Providing two or more sources of production doesn’t always lead to higher costs

The second argument usually used against setting up a second source is that the efficiencies of the first source would have to be scaled back because of the reduced volume to be produced. There is some credibility to this argument if the initial production line has been scaled to a certain level (that is, full production by a sole source) and if the high overhead and inefficiencies of the initial source are allowed to continue. Under these circumstances, costs will go up – since those large overhead costs have to be absorbed by the smaller quantities being produced.

 

However, if the production is initially scaled under the assumption that there will be a split buy, if after each bid the two firms scale their overhead to the size of their productions, and if the bids that each submits are based on efficient operations for economic production rates, the it is possible to have efficiency at smaller quantities. For example, when the Navy decided to scale back on the production of the Trident D-5 strategic missile system at Lockheed Martin from a rate of sixty per year to twelve per year, the unit cost of these large, sophisticated strategic missile systems fell.
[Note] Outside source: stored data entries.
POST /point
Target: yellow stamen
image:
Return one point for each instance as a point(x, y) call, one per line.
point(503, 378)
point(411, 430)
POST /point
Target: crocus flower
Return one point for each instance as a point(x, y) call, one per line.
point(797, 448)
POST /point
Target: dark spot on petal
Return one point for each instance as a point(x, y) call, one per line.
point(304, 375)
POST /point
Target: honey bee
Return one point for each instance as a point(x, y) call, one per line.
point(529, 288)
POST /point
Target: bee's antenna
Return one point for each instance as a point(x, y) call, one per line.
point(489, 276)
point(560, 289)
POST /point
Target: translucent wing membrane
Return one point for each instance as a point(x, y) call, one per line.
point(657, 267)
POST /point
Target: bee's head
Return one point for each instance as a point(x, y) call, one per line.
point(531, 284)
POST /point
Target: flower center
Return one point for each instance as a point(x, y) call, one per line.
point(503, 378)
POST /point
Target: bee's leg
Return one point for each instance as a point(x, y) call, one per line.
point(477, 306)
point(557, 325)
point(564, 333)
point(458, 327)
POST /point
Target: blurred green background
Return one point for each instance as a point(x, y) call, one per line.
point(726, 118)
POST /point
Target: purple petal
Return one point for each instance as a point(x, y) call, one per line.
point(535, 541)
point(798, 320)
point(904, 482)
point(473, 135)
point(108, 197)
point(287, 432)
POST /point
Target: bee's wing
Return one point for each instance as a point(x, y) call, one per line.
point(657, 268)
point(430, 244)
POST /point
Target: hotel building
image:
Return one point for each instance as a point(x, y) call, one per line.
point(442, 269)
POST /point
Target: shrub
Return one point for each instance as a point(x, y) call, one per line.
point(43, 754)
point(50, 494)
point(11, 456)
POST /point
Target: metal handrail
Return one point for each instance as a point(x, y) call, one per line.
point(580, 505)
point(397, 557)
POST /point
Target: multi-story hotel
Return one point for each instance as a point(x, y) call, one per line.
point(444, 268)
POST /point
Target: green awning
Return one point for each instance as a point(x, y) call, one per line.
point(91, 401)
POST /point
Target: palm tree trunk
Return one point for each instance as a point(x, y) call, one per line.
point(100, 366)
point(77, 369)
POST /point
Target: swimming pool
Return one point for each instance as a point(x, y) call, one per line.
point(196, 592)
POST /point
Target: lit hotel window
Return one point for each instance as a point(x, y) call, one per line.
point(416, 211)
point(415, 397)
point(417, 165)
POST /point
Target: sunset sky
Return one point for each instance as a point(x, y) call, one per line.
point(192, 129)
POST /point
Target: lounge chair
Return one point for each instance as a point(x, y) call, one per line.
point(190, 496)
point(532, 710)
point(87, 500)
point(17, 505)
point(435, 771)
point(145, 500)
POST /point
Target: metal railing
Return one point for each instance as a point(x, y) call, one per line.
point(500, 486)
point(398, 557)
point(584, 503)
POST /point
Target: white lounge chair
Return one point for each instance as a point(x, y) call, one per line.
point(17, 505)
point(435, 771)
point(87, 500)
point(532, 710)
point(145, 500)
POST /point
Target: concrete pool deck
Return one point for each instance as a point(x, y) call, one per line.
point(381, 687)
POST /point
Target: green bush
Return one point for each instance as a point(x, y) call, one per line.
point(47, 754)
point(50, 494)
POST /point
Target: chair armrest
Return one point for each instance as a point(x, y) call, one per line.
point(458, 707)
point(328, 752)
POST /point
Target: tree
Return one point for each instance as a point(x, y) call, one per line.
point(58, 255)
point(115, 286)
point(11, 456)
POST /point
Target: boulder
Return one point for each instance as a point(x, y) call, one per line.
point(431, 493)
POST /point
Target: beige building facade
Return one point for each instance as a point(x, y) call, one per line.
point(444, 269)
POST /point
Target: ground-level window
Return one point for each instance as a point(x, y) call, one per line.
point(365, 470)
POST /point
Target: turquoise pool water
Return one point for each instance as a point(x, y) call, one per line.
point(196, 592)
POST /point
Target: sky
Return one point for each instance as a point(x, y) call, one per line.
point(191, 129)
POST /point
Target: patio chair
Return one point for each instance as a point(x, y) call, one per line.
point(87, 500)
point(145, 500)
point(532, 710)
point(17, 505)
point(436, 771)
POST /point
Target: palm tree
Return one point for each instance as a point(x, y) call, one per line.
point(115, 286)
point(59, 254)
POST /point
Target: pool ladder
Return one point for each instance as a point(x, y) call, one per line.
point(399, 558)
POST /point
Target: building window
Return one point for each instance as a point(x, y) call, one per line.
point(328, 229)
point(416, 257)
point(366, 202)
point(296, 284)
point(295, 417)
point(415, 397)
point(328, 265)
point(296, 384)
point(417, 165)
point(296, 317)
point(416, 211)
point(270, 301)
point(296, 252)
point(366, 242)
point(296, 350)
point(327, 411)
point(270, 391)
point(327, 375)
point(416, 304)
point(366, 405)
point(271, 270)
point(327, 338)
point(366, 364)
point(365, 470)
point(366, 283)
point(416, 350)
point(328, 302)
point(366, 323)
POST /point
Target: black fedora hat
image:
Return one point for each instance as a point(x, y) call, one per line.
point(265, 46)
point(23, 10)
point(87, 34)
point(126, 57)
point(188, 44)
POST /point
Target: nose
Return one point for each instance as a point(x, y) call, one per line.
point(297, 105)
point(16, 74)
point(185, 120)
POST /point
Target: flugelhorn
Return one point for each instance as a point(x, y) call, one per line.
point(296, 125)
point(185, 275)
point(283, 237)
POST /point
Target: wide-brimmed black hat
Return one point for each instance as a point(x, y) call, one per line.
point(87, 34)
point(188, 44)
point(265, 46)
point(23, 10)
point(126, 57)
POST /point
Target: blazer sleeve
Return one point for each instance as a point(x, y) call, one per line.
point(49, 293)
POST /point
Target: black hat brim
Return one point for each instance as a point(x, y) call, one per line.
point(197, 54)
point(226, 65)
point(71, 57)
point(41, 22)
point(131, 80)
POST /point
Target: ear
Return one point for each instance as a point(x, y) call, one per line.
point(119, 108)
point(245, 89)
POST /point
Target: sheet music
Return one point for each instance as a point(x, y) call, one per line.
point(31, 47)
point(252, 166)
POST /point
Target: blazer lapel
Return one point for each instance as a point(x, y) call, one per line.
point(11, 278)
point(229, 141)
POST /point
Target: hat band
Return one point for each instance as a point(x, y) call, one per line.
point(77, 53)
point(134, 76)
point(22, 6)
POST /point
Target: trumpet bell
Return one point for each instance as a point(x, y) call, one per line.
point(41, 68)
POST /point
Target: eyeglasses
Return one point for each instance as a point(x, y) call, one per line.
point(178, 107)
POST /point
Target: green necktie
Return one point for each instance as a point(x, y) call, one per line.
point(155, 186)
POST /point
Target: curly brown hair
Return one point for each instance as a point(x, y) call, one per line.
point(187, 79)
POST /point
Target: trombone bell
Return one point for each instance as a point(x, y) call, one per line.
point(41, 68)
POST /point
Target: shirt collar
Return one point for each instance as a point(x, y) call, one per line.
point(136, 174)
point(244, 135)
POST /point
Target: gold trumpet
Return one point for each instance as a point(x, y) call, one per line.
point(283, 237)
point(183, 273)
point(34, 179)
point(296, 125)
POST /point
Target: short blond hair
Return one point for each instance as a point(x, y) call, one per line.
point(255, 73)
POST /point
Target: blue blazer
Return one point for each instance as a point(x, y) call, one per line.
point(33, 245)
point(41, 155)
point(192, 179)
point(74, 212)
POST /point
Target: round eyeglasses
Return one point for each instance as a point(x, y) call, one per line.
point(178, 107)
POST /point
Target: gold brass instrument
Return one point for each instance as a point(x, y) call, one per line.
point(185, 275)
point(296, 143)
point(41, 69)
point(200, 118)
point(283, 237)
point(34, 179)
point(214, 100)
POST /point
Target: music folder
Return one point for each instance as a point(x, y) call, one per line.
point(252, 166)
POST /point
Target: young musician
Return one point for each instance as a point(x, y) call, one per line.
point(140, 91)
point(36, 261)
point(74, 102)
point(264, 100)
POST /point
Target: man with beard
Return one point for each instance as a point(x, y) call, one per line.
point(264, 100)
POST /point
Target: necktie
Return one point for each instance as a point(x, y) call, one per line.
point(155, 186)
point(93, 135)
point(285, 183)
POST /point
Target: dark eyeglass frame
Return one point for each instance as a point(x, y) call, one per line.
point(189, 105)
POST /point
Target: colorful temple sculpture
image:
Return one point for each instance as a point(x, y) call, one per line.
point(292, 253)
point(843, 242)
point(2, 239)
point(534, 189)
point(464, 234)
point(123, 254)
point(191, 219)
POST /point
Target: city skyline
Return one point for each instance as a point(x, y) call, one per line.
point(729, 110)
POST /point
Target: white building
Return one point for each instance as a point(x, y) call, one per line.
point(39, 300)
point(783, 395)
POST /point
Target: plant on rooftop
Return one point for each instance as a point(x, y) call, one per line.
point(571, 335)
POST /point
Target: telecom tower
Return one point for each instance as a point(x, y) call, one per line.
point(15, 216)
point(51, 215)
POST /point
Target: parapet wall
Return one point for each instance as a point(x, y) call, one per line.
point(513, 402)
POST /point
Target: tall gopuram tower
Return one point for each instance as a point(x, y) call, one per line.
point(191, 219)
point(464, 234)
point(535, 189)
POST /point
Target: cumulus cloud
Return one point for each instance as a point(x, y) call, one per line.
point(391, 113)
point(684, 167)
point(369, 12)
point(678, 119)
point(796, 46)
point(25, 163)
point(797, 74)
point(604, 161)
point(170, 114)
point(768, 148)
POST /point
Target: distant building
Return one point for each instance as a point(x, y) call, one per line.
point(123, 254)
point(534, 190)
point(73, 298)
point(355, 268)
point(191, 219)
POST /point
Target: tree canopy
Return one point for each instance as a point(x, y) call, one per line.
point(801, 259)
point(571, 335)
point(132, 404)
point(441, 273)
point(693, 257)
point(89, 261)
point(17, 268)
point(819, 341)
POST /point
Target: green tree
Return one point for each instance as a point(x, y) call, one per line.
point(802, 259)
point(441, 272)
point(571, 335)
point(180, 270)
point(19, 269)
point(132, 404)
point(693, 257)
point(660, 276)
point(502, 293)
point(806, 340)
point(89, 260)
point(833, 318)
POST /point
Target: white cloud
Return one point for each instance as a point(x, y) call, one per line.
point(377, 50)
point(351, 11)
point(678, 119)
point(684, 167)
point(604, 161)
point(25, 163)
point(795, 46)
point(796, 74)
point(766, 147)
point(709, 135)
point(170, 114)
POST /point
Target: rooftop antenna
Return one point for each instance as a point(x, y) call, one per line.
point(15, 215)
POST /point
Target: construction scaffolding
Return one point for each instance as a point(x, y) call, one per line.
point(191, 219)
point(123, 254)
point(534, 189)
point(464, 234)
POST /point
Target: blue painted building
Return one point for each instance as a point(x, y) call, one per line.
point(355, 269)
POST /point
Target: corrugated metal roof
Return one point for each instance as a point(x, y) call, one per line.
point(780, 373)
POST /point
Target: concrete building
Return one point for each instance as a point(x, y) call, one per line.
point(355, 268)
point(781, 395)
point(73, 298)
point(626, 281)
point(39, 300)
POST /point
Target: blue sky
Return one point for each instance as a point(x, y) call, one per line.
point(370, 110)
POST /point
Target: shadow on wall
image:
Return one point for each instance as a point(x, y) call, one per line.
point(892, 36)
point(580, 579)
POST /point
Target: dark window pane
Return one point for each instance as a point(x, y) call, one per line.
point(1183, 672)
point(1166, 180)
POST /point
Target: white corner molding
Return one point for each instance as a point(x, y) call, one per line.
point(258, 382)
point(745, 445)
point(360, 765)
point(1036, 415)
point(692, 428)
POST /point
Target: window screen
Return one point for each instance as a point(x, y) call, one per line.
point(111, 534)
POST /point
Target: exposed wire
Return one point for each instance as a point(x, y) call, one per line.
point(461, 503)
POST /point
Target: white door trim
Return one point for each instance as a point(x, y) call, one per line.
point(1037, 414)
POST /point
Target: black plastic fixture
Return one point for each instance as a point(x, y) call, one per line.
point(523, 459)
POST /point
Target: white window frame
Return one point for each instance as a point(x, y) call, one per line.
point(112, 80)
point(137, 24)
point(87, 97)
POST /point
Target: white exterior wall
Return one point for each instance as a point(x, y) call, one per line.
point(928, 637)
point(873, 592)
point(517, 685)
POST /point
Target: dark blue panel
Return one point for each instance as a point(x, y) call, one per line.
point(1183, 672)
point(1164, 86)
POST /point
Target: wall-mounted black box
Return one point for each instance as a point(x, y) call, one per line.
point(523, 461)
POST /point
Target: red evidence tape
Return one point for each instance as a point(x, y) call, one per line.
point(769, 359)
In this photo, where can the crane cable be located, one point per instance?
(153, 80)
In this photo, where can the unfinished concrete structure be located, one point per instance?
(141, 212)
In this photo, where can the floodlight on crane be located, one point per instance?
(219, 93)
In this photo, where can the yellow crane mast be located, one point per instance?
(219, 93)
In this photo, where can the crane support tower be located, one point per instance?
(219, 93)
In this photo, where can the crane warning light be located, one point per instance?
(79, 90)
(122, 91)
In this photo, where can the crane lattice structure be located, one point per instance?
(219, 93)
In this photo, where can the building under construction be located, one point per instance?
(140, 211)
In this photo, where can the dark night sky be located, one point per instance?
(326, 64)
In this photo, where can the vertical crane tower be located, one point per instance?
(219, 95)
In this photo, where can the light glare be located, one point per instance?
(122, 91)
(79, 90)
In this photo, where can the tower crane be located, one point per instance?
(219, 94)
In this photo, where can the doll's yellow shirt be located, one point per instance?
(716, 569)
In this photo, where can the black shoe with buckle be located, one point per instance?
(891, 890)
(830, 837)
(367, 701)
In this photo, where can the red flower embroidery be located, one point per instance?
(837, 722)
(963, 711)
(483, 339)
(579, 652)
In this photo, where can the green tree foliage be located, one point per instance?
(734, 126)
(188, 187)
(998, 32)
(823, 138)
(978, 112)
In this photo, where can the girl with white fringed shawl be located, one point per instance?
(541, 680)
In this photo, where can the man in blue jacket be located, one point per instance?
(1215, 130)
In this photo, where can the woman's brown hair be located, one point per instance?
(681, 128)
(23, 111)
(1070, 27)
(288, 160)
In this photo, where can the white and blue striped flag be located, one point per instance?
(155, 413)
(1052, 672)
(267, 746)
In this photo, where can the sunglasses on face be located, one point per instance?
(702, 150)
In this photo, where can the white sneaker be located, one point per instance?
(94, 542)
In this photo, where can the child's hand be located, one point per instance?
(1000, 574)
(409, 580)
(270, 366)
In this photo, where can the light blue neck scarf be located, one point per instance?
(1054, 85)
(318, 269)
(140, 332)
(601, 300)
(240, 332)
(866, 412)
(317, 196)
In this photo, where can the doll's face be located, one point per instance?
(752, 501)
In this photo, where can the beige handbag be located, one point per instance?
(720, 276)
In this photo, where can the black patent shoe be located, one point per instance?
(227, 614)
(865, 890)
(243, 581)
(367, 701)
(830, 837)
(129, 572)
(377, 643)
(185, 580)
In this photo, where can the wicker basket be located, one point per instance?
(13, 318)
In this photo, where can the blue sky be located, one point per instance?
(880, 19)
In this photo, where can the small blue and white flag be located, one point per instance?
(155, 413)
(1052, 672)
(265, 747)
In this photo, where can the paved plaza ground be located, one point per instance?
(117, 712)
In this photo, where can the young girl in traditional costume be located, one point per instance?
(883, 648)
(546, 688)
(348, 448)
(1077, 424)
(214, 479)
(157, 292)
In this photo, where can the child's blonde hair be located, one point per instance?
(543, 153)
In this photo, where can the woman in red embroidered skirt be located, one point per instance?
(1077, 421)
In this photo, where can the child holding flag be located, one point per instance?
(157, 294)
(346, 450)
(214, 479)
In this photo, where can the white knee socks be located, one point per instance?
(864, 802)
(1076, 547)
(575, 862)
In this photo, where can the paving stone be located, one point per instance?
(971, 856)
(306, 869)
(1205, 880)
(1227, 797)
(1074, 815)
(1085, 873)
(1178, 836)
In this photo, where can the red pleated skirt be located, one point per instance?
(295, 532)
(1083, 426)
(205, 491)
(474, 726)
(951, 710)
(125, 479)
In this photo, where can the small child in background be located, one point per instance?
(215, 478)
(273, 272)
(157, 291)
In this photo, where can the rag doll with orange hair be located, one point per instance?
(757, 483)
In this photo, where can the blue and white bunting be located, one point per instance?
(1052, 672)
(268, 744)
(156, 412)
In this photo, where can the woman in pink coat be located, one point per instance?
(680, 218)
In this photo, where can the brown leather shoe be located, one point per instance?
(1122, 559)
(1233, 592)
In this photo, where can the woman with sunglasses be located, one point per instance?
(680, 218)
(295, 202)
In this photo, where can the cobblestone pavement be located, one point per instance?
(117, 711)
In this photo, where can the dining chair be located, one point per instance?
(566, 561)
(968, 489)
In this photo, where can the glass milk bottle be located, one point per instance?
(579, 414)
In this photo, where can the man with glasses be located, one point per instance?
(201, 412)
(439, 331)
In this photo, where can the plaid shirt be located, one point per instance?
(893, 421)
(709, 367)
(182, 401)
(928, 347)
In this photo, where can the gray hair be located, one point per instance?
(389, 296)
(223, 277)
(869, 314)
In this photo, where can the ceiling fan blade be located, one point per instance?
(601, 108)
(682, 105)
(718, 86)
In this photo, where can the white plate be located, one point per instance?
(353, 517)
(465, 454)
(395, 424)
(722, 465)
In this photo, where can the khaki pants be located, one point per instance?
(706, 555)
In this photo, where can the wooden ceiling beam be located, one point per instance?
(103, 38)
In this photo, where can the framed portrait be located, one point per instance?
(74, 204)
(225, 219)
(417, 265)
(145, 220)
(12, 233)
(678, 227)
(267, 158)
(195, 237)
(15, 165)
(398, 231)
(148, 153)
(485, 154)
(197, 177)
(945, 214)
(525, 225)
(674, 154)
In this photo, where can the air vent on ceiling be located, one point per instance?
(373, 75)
That was from Jacques Gansler’s excellent book, “Democracy’s Arsenal.” In the book, Gansler showed cost curves which explicitly assumed that there were decreasing returns to scale over most relevant quantities. Said differently, production is more efficient the fewer units are produced. This would explode the heads of many DOD analysts.

I wish Gansler went into more detail about the precise mechanisms that are at work here, particularly on the Trident D-5 example. I personally don’t buy much into the whole “size your overhead right and it works” story. I think there are simply bottlenecks when it comes to skilled labor, specialized capital/supply chains. For example, Lockheed had to ramp up 3,000 employees on the F-35 and that contributed to a stall or even bump up on the learning curve. They encountered the scaling problem without even getting to full rate production yet.

This is why defense planners are so careful about making sure a follow-on program is ready for production when the legacy winds down. But that inevitably leads to planning problems — namely predicting how technology, regulations, and other matters will progress over the course of decades.

Another issue is that complex systems and intangible assets (e.g., software) require intimate communication between employees. No longer can you add new workers with little training and zero communication to an assembly line as though it were the industrial era. As you scale people up linearly, the number of interconnections that must be maintained so that everyone is on the same page grows geometrically. The communication problem is very real, and is why we tend to see small but highly competent teams in software (two-pizza teams).

And then, of course, there are the benefits of competition which is made possible by lower program quantities:

….when Navy Secretary Lehman said that he might buy F-14 fighters instead of the F-18s, which had been significantly increasing in price, the price of the latter dropped dramatically.